0
votes

I am new in Prolog and I am stucked in a problem. I have following facts:

_________________
likes(a,apple).
likes(a,banana).
likes(a,orange).
_________________

and my query will be:

counts(a,Var).

where Var = [apple,banana,orange]. I don't want in this manner that

Var=apple ;
Var=banana;
Var=orange;

Any suggestions or help will be appreciated. Thanks in advance.

2
what do you want to get? Is it the count of people who like apple/banana/orange?Asterisk

2 Answers

1
votes

I would resort to the almighty findall/3 to solve your problem.

?- findall(Fruit, likes(a, Fruit), Fruits), length(Fruits, N).

Fruits = [apple,banana,orange]
N = 3

So your counts(a, Var) is just a findall/3 call (even if it really collects instead of counting):

counts(Person, Fruits) :- findall(Fruit, likes(Person, Fruit), Fruits).

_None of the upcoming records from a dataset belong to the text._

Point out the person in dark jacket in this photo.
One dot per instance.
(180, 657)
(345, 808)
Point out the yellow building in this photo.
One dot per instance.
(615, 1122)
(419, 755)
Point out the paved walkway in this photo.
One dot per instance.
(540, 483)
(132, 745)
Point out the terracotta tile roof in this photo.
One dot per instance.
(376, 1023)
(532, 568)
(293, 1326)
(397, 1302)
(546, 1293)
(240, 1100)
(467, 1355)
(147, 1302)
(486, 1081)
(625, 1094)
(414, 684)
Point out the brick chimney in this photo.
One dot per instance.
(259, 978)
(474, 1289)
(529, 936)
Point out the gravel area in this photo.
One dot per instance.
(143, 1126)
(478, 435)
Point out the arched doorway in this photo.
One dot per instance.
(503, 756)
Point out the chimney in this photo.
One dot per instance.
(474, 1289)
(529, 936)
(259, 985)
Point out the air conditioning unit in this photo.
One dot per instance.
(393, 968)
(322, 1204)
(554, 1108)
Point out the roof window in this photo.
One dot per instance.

And you get the following as a result:

?- counts(a, Var).

Var = [apple,banana,orange]
0
votes

If I understand you correctly you want to count number of entities that like fruits given as a list. So, then the code will be something like this:

likes(a,apple).
likes(a,banana).
likes(a,orange).

counts(a, [_], 1).
counts(a, [H|T], Count) :- likes(a, H), counts(a, T, Count1), Count is 1 + Count1, !.